I could not dispute a claim of 1 in 5 women having experienced sexual abuse.
Barbara Alexander
12

It is no trivial topic indeed. My comment was regarding the use of the term “rape” itself. There has been much dispute over its definition, and I grant that there is much data suggesting some disturbing numbers. But the information I have seen is consistently based on studies of small and selective groups, and on questionnaires naming all sorts of acts ranging from verbal advances of an unsolicited nature to actual physical violation, whereupon the final tallies are all lumped together as all the respondents who had answered “yes” to any of them.

Many such studies have been roundly criticized for their accuracy in both methodology and conclusions drawn. Given that so many police departments and courts are already overwhelmed with tens of thousands of unexamined rape kits dating back years, and that college campuses in some places are experiencing near-daily allegations of abuses which often turn out to have no merit at all, it seems reckless and misleading to operate under such exaggerated premises that conflate any and all instances of perceived sexual misconduct into calling every bit of it “rape.”

It seems there is an excess of supposedly good intentions, added to a plethora of program funding schemes whose survival is based on caseload numbers, combining into a perfect storm of actually encouraging women to cry rape at the least provocation, resulting in a complete deadlock of any systemic ability to respond meaningfully to actual rapes that actually occur.

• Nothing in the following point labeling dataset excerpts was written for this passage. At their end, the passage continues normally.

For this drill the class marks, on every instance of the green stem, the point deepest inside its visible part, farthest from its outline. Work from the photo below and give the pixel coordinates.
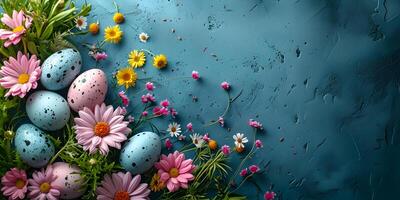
(243, 161)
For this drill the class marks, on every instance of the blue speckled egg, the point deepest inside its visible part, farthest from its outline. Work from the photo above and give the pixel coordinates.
(60, 69)
(140, 152)
(47, 110)
(33, 145)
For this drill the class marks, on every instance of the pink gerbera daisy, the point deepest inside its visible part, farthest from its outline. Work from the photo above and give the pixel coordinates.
(20, 75)
(175, 170)
(120, 186)
(17, 24)
(14, 184)
(41, 185)
(100, 129)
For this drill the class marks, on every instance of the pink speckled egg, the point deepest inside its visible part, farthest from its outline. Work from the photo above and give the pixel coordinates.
(68, 180)
(87, 90)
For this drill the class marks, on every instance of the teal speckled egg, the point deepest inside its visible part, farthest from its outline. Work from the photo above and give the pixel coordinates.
(33, 145)
(60, 69)
(47, 110)
(140, 152)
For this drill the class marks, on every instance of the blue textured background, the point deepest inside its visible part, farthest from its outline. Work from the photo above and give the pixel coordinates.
(321, 75)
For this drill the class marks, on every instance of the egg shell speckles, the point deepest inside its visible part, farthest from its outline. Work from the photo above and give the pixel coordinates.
(68, 180)
(33, 145)
(140, 152)
(60, 69)
(88, 90)
(47, 110)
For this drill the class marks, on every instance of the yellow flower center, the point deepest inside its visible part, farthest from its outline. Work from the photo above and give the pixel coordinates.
(23, 78)
(136, 58)
(102, 129)
(18, 29)
(79, 22)
(45, 187)
(126, 77)
(20, 183)
(160, 63)
(121, 195)
(174, 172)
(112, 33)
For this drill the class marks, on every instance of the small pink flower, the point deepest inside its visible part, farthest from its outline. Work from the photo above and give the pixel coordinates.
(254, 168)
(175, 171)
(259, 144)
(42, 185)
(124, 98)
(17, 24)
(122, 186)
(148, 98)
(181, 137)
(269, 195)
(243, 172)
(189, 126)
(255, 124)
(168, 144)
(160, 111)
(20, 74)
(206, 137)
(173, 112)
(101, 128)
(164, 103)
(99, 56)
(226, 150)
(195, 75)
(225, 85)
(131, 119)
(149, 86)
(15, 184)
(221, 121)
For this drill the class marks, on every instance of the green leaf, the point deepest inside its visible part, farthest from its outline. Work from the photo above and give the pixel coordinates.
(47, 32)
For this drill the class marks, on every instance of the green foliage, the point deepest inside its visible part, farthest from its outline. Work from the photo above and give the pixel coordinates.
(93, 166)
(211, 173)
(53, 21)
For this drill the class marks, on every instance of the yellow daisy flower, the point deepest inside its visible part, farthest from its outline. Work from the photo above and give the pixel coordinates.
(118, 18)
(156, 184)
(127, 77)
(137, 58)
(160, 61)
(113, 34)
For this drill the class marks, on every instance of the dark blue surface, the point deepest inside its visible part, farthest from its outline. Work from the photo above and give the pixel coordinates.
(321, 75)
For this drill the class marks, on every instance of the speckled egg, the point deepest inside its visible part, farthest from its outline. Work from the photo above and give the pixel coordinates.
(68, 180)
(140, 152)
(47, 110)
(87, 90)
(33, 145)
(60, 69)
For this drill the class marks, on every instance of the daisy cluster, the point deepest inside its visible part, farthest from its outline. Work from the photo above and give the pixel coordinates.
(101, 130)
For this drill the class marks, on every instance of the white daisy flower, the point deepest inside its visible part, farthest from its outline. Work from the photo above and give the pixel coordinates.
(81, 22)
(197, 140)
(143, 37)
(240, 140)
(174, 129)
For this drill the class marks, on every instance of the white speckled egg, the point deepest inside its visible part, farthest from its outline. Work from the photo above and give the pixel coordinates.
(60, 69)
(140, 152)
(68, 180)
(88, 90)
(47, 110)
(33, 145)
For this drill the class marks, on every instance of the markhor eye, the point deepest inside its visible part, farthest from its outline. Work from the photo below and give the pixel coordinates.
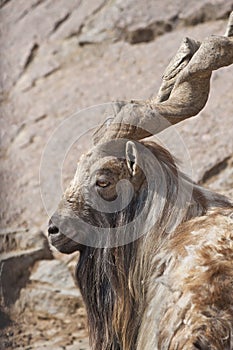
(102, 183)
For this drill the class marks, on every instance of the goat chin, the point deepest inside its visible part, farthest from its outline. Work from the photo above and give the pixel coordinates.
(169, 288)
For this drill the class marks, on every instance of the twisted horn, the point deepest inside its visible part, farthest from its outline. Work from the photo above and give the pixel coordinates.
(183, 93)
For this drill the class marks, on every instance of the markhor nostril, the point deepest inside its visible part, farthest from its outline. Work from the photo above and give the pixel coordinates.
(53, 229)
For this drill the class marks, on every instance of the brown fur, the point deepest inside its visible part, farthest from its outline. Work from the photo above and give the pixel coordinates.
(171, 288)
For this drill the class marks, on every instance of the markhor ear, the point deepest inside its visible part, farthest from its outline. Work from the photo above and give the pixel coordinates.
(131, 154)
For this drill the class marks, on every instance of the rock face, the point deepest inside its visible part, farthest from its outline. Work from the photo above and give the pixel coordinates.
(58, 57)
(19, 251)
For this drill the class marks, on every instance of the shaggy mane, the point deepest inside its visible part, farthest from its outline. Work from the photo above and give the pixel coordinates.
(114, 281)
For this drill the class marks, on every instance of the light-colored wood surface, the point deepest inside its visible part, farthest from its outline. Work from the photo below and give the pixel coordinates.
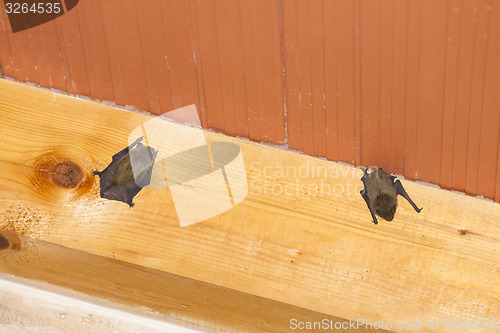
(303, 236)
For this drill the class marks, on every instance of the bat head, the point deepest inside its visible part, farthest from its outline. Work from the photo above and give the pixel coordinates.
(385, 206)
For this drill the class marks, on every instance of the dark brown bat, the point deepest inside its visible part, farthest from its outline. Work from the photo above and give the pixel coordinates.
(380, 194)
(128, 173)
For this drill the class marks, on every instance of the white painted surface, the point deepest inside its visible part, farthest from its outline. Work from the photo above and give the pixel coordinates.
(27, 306)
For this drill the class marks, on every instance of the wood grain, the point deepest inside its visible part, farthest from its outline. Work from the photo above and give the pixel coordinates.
(303, 235)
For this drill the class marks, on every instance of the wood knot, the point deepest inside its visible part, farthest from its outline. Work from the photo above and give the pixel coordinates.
(67, 174)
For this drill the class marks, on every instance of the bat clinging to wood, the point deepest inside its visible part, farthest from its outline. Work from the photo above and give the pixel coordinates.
(380, 194)
(128, 173)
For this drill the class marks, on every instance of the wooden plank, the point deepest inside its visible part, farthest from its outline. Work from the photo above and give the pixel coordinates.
(149, 291)
(302, 236)
(28, 306)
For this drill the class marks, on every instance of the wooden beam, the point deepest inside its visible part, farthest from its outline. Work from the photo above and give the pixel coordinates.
(303, 235)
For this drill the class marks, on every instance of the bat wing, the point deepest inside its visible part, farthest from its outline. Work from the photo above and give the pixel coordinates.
(398, 187)
(144, 159)
(364, 194)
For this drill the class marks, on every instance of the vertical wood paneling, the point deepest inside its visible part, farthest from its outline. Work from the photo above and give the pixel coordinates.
(346, 78)
(399, 65)
(407, 85)
(317, 33)
(477, 96)
(465, 62)
(235, 46)
(72, 54)
(6, 57)
(179, 19)
(489, 147)
(269, 70)
(111, 33)
(23, 60)
(46, 51)
(412, 84)
(227, 89)
(178, 57)
(370, 82)
(386, 37)
(292, 81)
(305, 77)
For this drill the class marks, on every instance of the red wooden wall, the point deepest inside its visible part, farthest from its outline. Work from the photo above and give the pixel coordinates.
(409, 85)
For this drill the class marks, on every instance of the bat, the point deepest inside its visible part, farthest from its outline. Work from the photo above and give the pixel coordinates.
(380, 194)
(128, 173)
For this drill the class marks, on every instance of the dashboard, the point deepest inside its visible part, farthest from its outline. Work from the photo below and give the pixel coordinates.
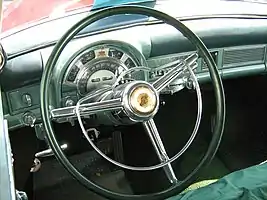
(91, 61)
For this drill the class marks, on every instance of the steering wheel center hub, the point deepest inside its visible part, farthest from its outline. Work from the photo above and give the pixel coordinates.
(143, 100)
(140, 101)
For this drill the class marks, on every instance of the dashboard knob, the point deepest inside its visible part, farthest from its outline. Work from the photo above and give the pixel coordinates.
(29, 119)
(69, 102)
(27, 99)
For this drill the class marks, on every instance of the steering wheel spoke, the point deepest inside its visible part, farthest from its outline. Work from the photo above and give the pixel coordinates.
(181, 66)
(87, 109)
(158, 145)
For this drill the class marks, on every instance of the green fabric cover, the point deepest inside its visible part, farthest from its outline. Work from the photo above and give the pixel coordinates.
(247, 184)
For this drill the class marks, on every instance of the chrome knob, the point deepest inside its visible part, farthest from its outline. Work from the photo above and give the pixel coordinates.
(29, 119)
(69, 102)
(27, 99)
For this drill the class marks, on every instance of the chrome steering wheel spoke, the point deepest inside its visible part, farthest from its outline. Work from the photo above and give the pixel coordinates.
(158, 145)
(181, 66)
(87, 109)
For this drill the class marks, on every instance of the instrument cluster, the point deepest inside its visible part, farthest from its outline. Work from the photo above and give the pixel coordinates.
(100, 65)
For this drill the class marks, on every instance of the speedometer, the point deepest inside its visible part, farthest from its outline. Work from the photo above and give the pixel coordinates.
(100, 64)
(99, 72)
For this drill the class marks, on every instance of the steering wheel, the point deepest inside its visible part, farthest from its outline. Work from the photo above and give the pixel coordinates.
(139, 101)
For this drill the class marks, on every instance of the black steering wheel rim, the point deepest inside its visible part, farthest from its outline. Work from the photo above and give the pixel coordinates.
(215, 78)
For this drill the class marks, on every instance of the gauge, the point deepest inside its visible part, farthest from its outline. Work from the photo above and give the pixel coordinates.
(87, 57)
(129, 63)
(115, 53)
(99, 72)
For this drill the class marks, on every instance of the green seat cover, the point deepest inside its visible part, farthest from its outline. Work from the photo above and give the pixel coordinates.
(246, 184)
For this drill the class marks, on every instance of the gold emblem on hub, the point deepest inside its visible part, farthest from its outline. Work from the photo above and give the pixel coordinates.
(143, 100)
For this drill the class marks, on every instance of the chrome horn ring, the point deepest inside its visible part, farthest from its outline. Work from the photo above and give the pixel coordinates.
(186, 65)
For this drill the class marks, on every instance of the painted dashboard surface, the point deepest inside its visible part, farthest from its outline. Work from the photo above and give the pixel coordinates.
(238, 53)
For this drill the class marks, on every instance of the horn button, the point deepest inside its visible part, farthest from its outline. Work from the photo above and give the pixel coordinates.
(141, 101)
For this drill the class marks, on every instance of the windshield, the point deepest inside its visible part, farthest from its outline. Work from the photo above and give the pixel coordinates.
(21, 13)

My own dialogue with victims suggests that a climate of indifference and skepticism has indeed arisen in law enforcement regarding rape charges, in which officials are incentivized to secure lesser convictions in order to process cases out due to sheer volume of all criminal cases they are facing. This seems to result not only in innocent people being charged and pressured into pleading out to avoid prison, but also in actual serial rapists being easily able to game the system and walk away from prosecution then go on and commit more crimes.

Numbers alone, and creating a climate of fear and panic, are not solving the issue. Shouting “1 in 5” in the streets when the numbers include any woman who ever had to turn down a date from a creepy co-worker, hardly assists those dealing with real rape cases in addressing them fairly or with true justice. Nor does it do much more than cast doubt on women whose claims are genuine and whose suffering is real, when the crime itself is made a throwaway political claim based on lazy guesswork and the need to pad numbers for the sake of grant applications.